Alce Nero's Organic Extra Virgin Olive Oil, 1/4 Cup
Garlic Thinly Sliced, 3 Cloves
Roasted Chili Flakes, Pinch (Optional)
Alce Nero's Organic Tomato Sauce Napoletana, 350g
Sea Salt, Pinch
Black Pepper, Pinch
Skinless Boneless Chicken Breast, 2
Bleached All Purpose Flour, For Dredging
Egg Light Beaten, 1
Dijon Mustard, 2 Heaped TBSP
Smoked Paprika, 1 TSP
Cornflakes Ground, For Dredging
High Quality Japanese Panko, For Dredging
Shichimi Togarashi Japanese 7 Spices, Pinch
Nori Flakes, Pinch
Sea Salt, Pinch
White Pepper, Pinch
Low Moisture Mozzarella Freshly Shredded, For Topping
Parmigiano Reggiano Freshly Grated, For Topping
Alce Nero's Organic Durum Wheat Spaghetti, 300g
Fresh Parsley Coarsely Chopped, A Handful
Fresh Basil Chiffonade, A Handful
Prepare the tomato sauce.
In a skillet over low heat, add Alce Nero's olive oil.
Add garlic and chili flakes.
Allow the garlic and chili flakes to simmer in the oil for about 15 mins.
*The heat has to be on super low, or the garlic will burn very fast.*
As soon as the garlic starts to brown, remove from heat and transfer into a large bowl.
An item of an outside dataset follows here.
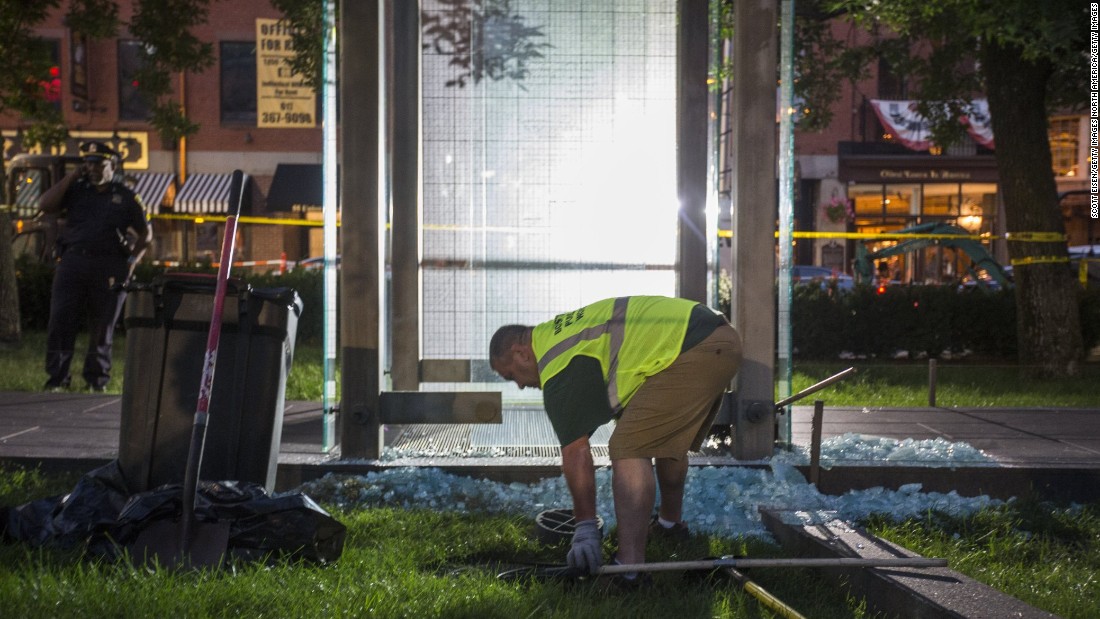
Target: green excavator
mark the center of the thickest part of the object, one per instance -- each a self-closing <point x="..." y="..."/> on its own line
<point x="981" y="258"/>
Add in Alce Nero's tomato sauce.
Taste and adjust for seasonings with salt and pepper.
Mix to combine well. Mix, mix, mix.
Set aside until ready to use.
*The sauce can be kept in the fridge for up to 5 days.*
Prepare the chicken parmesan.
Butterfly the chicken breast and slice into halves.
Place the chicken breast on the working surface.
Wrap with cling film.
Using a meat mallet, pound the chicken to tenderize until almost the same thickness.
Dredge the chicken with flour.
Shake off any excess.
In a shallow bowl, add egg, mustard and paprika.
Mix to combine well.
Add in the chicken.
Coat the chicken well with the egg mixture.
Cover with cling film and set aside in the fridge for about 1 hr.
In a shallow bowl, add cornflakes, panko, togarashi, nori, salt and pepper.
Combine everything together.
In a skillet over medium heat, add 1 inch of oil.
*To check the temperature of the oil, insert a wooden chopstick. If bubbles start to form around the chopstick, the temperature of the oil is ready for frying.*
Dredge the chicken onto the cornflakes mixture.
Press the cornflakes mixture onto the chicken.
*You can lay the chicken in between parchment paper. Lightly roll using a rolling pin. So that the cornflakes mixture will adhere to the chicken.*
Using a pair of tongs, gently drop the chicken into the oil away from you.
Pan fry until golden brown on both sides.
Remove from heat and drain off excess oil onto a baking tray lined with parchment paper.
Top each chicken with mozzarella and parmigiano reggiano.
Wack into oven and bake until the cheese has melted.
Remove from oven and set aside.
*It is best to cook the pasta concurrently with the chicken. So that when the chicken is outta the oven, you can immediately plate and serve.*
Bring a pot of 3 liters of water to a boil.
Season with sea salt until it tastes like the ocean.
Add in the Alce Nero's spaghetti.
Cook until al dente.
Transfer the pasta into the tomato sauce.
Adjust the amount of tomato sauce to your preference.
Less is always more.
Add in parsley, basil and more parmigiano.
Toss to combine well and until the pasta is fully coated with the sauce.
If the mixture gets too thick, add in 1 TBSP of pasta water at a time to loosen the sauce.
Twirl pasta onto serving plate.
Garnish with more basil and parmigiano.
Dollop a spoonful of tomato sauce onto the plate.
Place the chicken parmesan onto the sauce.